France tried to use a day of secularism to boost nationalism. But not everyone was on board.
There’s nothing like a national day of secularism to show where a country stands on Islamist extremism.
There’s nothing like a national day of secularism to show where a country stands on Islamist extremism.
On Wednesday, less than a month after an attack by Islamic State operatives killed 130 in Paris, France tried to bolster its students’ nationalist values by encouraging them to participate in the country’s first-ever day of laïcité, a French concept comparable to secularism.
The holiday, which was announced after last January’s terrorist attacks on the Paris headquarters of satirical newspaper Charlie Hebdo, intended to offer young people opportunity to debate and discuss France’s nationalist values.
But some teachers were not happy Socialist President François Hollande — who is struggling to keep up with France’s increasingly popular far-right National Front party — kept to his promise for the day of laïcité even after last month’s attack.

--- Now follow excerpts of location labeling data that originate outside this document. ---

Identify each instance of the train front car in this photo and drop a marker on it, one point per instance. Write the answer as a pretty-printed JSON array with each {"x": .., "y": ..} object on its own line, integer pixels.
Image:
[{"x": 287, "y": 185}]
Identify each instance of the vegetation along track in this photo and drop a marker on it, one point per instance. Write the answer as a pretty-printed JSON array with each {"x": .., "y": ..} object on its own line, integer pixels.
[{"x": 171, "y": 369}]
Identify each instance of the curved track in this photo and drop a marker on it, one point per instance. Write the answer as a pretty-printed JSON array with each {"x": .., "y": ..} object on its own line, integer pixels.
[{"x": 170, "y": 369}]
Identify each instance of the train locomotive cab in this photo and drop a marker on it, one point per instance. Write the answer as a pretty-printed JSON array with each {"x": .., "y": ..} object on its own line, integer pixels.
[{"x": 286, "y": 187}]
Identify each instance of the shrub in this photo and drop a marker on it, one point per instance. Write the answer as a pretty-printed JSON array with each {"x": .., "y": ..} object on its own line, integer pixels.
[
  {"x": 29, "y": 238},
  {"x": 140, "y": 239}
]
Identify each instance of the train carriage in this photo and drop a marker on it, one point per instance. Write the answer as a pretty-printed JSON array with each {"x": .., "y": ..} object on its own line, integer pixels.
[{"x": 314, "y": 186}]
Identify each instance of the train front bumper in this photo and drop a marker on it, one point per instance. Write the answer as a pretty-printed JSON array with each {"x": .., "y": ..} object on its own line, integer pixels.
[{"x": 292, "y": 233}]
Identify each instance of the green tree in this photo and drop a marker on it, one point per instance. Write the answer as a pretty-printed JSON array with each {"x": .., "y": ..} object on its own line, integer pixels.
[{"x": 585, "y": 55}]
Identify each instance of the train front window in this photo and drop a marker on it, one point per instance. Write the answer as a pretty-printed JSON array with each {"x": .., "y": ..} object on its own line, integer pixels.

“This is coming at the worst possible time,” Pierre Favre, president of the French National Teachers Union, told Europe1 radio. “We are very focused on security. The prime minister and the president say we’re at war, that we’re in a state of emergency, but they still want us to organize a day of debates?”
France’s strict commitment to public secularism, intended to separate public institutions from the Catholic Church, dates back to the late 1800s. Wednesday marks the 110th anniversary of a 1905 law enshrining the practice into French society.
But in recent years, secularism has also justified bans on Muslim headscarves and face coverings in schools and other public spaces, sparking controversy over whether the government has the right to tell religious students how to dress.
Wednesday’s celebration of secularism coincides with the shutting down of a number of mosques in France, a move that was justified by Hollande’s recent extension of emergency provisions to combat extremism. Last week, Moulay el-Hassan el-Alaoui Talibi, a leading French imam, said he expects more than 100 mosques to be closed in the near future.
In the suburbs of Paris, home to North African immigrant communities, many students view laïcité as a way of preventing them from freely practicing their religion, instead of a chance to separate themselves from spirituality in certain settings.
Those feelings have been exacerbated by the National Front.
Marion Maréchal-Le Pen, niece of party leader Marine Le Pen, has even vowed to ban kosher and halal lunch options for students in schools in Provence-Alpes-Côte d’Azur in southeast France, if she wins in regional elections this week.
These suggestions come despite speculation the terrorists who carried out last month’s deadly attacks — a number of whom were French and Belgian Muslims — were radicalized in part because they felt marginalized by secularism and other policies that affect minorities.
On Wednesday, French Education Minister Najat Vallaud-Belkacem made note of those sentiments in a visit to a Parisian school.
“Sadly, a lot of young people now question whether laïcité might actually be an enemy, a means to deny them their religion,” she told a group of teachers and students.